Senin yüzünü Batı’ya dönüşüne epey karşı çıkmışlığım vardır.
Bugün geldiğimiz şu noktada…
“İyi ki yüzünü ve yüzümüzü Batı’ya döndürmüşsün” diyorum, başka da bir şey demiyorum.
*
Senin tevhid-i tedrisat diye tutturmana epey itiraz etmişliğim vardır.
Bugün geldiğimiz şu noktada…
“İyi ki tevhid-i tedrisat diye tutturmuşsun” diyorum, başka da bir şey demiyorum.
*
Senin ülkeye getirdiğin laiklik ilkesine epey laf saydırmışlığım vardır.
Bugün geldiğimiz şu noktada…
“İyi ki laiklik ilkesini hayata geçirmişsin” diyorum, başka da bir şey demiyorum.
*
Senin bir millet oluşturma çabanı anlayıp dinlemeden çokça eleştirmiştim.
Bugün geldiğimiz şu noktada…
“Bu ne değerli bir çabaymış” diyorum, başka da bir şey demiyorum.
*
Senin şeyhlik, efendilik, müritlik gibi kavramlarla başının hiç de hoş olmamasını hep anlayışsızlıkla karşılamıştım.
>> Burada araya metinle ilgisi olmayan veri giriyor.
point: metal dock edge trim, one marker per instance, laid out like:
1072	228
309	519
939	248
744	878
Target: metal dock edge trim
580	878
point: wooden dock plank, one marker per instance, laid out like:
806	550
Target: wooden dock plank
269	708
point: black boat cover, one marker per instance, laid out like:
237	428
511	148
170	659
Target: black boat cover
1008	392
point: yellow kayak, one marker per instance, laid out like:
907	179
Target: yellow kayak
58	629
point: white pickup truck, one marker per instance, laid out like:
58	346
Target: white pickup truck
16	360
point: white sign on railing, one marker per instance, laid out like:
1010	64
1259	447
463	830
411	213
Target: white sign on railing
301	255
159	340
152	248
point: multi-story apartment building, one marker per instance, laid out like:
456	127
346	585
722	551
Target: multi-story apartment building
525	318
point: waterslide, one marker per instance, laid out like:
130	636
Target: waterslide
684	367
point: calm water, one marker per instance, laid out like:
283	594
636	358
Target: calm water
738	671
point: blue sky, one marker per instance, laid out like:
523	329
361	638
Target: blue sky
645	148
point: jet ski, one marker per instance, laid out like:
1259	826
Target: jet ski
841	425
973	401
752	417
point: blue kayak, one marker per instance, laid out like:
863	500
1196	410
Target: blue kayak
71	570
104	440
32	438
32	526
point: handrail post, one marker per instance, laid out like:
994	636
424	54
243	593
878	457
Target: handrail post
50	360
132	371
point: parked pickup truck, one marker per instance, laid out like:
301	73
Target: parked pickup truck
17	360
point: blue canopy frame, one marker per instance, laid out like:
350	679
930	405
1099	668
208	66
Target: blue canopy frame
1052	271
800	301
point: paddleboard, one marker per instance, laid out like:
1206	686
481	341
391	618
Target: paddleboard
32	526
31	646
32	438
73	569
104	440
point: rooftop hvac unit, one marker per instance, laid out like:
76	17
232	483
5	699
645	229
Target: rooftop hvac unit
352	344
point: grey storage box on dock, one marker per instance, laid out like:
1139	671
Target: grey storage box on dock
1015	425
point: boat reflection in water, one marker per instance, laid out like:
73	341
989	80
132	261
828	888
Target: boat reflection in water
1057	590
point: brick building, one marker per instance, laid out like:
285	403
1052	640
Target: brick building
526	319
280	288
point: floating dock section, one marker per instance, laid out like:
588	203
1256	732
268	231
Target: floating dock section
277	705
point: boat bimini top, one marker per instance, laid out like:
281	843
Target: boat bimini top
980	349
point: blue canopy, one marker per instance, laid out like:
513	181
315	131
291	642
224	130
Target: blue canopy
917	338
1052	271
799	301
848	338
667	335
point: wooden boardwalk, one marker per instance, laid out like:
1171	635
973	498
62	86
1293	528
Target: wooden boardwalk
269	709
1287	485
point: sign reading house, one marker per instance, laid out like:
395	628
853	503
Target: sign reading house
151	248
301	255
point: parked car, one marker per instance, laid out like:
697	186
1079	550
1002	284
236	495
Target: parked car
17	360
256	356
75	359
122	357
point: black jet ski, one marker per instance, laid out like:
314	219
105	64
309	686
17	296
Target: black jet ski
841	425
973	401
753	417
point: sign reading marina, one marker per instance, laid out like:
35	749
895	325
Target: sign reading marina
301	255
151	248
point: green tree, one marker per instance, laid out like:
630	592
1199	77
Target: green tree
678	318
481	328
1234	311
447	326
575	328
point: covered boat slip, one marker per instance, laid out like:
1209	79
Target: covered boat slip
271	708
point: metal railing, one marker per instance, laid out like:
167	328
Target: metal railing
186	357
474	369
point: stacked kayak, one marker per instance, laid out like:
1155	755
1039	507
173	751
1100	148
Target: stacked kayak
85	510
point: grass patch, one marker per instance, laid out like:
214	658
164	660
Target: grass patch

Bugün geldiğimiz şu noktada…
“Seni çok iyi anlıyorum” diyorum, başka da bir şey demiyorum.
*
Senin dini cemaatlere, dini gruplara, dini oluşumlara mesafeli oluşundan pek hazzetmezdim.
Bugün geldiğimiz şu noktada…
“Ne de iyi etmişsin” diyorum, başka da bir şey demiyorum.
*
Sen ne büyükmüşsün hey Atatürk!
*
Artık ben de senin kadrini, kıymetini bilenlerdenim.
Ben de Anıtkabir’ini ziyaret edeceğim.
Ben de posterini duvarıma asacağım.
*
Ve bir şey daha:
Geçen senelerden birinde sırf artistlik olsun diye 10 Kasım’da saat 9’u 5 geç ayağa kalkmamış ve bunu bir marifetmiş gibi bu köşeden cümle âleme ilan etmiştim.
Bu 10 Kasım’da saat 9’u 5 geçe ayağa ilk kalkan olmak için fırlayacağım.